Berbeda dalam sistem Islam. Islam adalah agama yang sempurna yang di dalamnya terdapat aturan yang komprehensif (menyeluruh) dalam mengatur seluruh sendi kehidupan manusia termasuk dalam hal kesehatan umatnya. Dalam Islam kesehatan merupakan kebutuhan pokok publik muslim maupun non muslim. Karena itu Islam telah meletakkan dinding tebal antara kesehatan dan kapitalisasi serta eksploitasi kesehatan. Islam dalam hal ini seorang khalifah dituntut untuk memberikan perhatian dan bertanggung jawab penuh dalam menjamin dan memenuhi kebutuhan pokok serta pelayanan kesehatan terhadap semua warga negara. Sebagaimana sabda Rasulullah saw.:
"Mintalah oleh kalian kepada Allah ampunan dan kesehatan. Sesungguhnya setelah nikmat keimanan, tak ada nikmat yang lebih baik yang diberikan kepada seseorang selain nikmat sehat," (HR. Hakim).
Alangkah indahnya Islam. Seperti dalam kepemimpinan di zaman Rasulullah saw. Beliau sangat memperhatikan, menjaga dan melindungi rakyatnya dengan tidak memandang apakah dia muslim atau non muslim. Dengan keluhuran akhlaknya yang penuh kasih sayang banyak orang-orang yang akhirnya masuk Islam mengikuti ajarannya. Dalam sebuah riwayat dikisahkan Beliau, Rasulullah saw setiap hari selalu menyuapi seorang pengemis Yahudi buta yang selalu menghinanya dan mengatakan hal-hal yang sangat menyakitkan bagi umat nabi Muhamad saw. Namun beliau tetap memberikan pelayanan yang baik terhadap pengemis Yahudi yang buta dengan penuh kesabaran. Sungguh seorang Rasul, seorang pemimpin, kepala negara memberikan pelayanan yang luar biasa kepada umatnya dengan penuh kasih sayang tanpa pamrih.

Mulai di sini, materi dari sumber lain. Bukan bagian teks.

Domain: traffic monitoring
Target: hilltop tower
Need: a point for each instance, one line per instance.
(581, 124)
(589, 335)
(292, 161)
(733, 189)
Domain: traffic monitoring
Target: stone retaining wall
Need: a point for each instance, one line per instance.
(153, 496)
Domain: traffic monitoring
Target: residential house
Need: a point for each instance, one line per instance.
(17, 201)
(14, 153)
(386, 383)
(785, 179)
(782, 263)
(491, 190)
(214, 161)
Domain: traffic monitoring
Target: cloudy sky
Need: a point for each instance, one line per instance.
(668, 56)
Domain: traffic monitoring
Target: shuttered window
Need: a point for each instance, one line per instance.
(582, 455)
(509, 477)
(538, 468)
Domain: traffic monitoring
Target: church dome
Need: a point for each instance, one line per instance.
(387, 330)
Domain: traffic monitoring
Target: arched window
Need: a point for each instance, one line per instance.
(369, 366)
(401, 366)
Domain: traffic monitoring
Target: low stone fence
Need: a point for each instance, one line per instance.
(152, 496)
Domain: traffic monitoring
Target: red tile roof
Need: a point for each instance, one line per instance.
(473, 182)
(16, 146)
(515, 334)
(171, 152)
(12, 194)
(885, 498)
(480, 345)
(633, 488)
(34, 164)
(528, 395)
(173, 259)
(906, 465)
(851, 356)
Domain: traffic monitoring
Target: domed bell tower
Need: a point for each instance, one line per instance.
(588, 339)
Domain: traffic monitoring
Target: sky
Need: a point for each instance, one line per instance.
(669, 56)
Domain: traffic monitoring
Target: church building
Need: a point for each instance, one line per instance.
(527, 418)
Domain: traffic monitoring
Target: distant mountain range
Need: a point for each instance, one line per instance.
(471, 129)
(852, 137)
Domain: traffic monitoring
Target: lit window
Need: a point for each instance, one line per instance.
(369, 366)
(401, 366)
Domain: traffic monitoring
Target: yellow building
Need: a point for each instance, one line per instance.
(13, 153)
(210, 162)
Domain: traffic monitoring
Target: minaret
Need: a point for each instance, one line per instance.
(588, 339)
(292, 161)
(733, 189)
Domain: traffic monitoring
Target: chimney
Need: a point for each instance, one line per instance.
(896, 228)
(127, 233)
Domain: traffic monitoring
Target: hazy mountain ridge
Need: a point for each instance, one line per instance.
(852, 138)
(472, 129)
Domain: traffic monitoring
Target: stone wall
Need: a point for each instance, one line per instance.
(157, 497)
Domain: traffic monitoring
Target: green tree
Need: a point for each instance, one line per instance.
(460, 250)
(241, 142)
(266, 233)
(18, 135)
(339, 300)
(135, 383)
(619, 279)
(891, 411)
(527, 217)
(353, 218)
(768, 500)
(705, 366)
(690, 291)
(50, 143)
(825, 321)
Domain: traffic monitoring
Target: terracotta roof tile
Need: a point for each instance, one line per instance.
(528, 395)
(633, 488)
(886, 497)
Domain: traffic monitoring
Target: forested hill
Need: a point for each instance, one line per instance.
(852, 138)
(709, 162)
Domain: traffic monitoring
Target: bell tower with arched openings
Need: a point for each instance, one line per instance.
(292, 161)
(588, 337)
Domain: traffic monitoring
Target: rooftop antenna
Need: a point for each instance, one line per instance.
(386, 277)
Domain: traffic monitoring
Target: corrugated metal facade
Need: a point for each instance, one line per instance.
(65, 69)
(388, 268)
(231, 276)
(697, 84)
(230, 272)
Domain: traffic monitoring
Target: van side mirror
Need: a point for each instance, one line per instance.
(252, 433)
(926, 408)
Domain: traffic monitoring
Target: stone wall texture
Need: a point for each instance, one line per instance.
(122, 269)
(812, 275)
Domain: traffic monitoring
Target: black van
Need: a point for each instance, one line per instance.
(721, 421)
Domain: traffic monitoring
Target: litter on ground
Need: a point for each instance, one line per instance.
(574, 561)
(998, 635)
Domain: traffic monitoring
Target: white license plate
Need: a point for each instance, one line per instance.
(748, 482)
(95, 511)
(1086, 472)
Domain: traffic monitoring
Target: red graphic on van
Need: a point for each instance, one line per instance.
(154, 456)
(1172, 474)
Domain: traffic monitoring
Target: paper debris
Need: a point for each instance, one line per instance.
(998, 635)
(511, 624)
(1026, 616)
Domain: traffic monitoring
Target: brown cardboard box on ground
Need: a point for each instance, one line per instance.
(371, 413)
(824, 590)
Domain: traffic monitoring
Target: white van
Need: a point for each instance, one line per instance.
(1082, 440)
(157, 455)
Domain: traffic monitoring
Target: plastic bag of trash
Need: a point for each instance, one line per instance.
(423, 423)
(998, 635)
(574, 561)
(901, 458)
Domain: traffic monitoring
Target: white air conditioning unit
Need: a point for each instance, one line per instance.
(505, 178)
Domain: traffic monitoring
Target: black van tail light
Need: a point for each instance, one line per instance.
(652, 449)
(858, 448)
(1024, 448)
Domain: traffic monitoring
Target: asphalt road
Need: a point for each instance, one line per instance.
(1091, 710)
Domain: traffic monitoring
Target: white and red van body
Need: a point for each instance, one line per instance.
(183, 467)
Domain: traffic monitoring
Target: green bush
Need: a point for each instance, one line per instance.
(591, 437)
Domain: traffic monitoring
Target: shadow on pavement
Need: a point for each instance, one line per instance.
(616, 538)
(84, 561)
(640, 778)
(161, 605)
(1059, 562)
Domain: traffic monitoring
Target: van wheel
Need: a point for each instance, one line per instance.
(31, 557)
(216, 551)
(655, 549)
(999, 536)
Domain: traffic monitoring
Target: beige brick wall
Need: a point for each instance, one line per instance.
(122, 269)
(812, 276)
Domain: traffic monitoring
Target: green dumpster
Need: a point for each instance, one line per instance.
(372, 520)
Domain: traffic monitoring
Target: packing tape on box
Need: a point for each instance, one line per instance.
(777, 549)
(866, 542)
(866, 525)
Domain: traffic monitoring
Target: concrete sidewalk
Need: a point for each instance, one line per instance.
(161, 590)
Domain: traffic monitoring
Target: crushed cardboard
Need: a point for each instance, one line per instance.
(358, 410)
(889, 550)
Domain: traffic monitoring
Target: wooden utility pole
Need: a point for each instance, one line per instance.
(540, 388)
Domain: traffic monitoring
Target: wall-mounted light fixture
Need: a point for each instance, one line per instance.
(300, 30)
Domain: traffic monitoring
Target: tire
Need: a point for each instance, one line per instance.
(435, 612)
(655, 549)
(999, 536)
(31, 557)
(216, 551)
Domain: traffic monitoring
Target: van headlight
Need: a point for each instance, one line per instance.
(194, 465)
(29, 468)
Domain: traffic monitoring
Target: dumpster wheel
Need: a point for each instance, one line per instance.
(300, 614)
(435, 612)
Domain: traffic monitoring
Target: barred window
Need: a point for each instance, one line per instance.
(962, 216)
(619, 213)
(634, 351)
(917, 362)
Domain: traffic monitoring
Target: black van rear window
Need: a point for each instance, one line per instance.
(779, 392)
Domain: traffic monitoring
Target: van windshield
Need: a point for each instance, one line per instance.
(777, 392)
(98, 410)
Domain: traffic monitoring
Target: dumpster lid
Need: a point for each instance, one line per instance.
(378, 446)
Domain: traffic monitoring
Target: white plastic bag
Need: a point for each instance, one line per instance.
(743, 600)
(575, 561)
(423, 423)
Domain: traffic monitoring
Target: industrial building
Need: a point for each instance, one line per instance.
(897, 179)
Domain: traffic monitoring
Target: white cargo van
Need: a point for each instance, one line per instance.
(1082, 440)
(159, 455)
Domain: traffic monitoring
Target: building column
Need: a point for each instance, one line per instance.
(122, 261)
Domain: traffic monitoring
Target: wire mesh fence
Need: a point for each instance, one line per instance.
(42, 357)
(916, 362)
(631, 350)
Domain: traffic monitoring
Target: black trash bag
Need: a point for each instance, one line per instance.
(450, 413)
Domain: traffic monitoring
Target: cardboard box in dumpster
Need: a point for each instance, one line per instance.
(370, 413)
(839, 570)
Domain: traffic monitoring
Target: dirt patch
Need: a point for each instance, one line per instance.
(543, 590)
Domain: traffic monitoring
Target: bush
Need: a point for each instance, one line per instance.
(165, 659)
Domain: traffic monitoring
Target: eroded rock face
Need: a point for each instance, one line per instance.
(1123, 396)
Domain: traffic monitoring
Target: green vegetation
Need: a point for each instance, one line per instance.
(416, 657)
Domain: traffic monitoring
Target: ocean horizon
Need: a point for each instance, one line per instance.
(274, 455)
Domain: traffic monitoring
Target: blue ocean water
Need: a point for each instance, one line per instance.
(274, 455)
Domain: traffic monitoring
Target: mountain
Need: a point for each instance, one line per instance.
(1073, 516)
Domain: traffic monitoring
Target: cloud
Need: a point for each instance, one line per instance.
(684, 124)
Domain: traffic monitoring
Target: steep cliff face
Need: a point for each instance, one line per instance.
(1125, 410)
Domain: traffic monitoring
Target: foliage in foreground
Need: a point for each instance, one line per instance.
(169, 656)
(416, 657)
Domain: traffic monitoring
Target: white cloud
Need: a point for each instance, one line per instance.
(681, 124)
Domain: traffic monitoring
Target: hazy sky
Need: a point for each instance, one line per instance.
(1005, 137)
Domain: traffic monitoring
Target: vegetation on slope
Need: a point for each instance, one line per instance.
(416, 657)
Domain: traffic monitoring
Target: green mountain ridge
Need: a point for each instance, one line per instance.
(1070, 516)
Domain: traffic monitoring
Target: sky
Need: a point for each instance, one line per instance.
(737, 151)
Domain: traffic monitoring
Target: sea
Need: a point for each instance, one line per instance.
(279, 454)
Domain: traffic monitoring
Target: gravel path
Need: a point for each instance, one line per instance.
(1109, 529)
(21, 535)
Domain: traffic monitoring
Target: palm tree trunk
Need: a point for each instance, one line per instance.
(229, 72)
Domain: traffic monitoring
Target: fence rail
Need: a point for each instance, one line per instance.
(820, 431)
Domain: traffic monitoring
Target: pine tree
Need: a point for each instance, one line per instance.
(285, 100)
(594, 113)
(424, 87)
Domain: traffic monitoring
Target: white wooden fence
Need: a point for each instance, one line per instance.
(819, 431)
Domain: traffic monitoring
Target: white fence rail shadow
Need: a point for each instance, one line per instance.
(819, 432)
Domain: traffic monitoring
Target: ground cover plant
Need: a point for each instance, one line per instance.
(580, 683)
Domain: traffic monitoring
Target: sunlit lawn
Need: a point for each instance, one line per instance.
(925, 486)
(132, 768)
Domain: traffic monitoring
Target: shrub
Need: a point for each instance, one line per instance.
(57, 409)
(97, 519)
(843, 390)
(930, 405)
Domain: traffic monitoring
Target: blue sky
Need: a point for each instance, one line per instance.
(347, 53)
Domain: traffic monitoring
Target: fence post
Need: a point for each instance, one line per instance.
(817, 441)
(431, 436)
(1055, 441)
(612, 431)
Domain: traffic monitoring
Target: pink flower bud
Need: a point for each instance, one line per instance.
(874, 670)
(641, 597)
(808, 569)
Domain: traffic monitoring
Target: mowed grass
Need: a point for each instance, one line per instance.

Begitu pula dalam kepemimpinan Umar bin Khaththab ra. Di masa kepemimpinannya, wilayah yang dipimpinnya mengalami musim paceklik karena musim kemarau berkepanjangan. Umar pun memberikan keteladanannya pada saat itu. Dengan menahan perut yang lapar Umar berpidato di hadapan orang-orang. Dia mengatakan kepada perutnya, "Hai perut, walau engkau terus meronta-ronta, keroncongan, saya tetap tidak akan menyumpalmu dengan daging dan mentega sampai umat Muhammad merasa kenyang."
Khalifah Umar bin Khaththab ra begitu sangat memperhatikan umatnya. Pada saat wabah lepra melanda warganya. Beliau pun mengalokasi anggaran dari baitulmal untuk mengobati rakyat yang sakit dengan tidak memungut biaya kepada penderita.
Sungguh indah hidup di zaman kepemimpinan yang berdasarkan Wahyu illahi. Semua kebutuhan terpenuhi tanpa terkecuali. Khilafah benar-benar bertanggung jawab kepada rakyatnya. Seperti kepada orang-orang yang mempunyai kondisi sosial yang khusus yang tinggal di tempat-tempat rumah sakit, para tahanan, orang cacat dan musafir. Tak ketinggalan khilafah mendirikan rumah sakit keliling tanpa mengurangi kualitas pelayanan. Hal ini terjadi pada masa kekhilafahan Sultan Mahmud (511-525 H). Rumah sakit keliling ini dilengkapi dengan alat-alat terapi kedokteran, sejumlah dokter dan rumah sakit ini menelusuri sampai ke pelosok negara.
Peran khilafah sangat nyata dalam meria'yah dan menjadi perisai umat. Bagaimana dengan saat ini adakah kita merindukan kehidupan yang tenang, bahagia, penuh kemuliaan? Semua itu hanya ada dalam sistem Islam yang sudah terbukti selama 13 abad lamanya memimpin dunia dengan penuh gemilang.
Maka sudah saatnya kita berjuang bersama untuk menerapkan sistem Islam dalam setiap sendi kehidupan agar tercipta kebahagiaan dan kemuliaan di dunia dan di akhirat.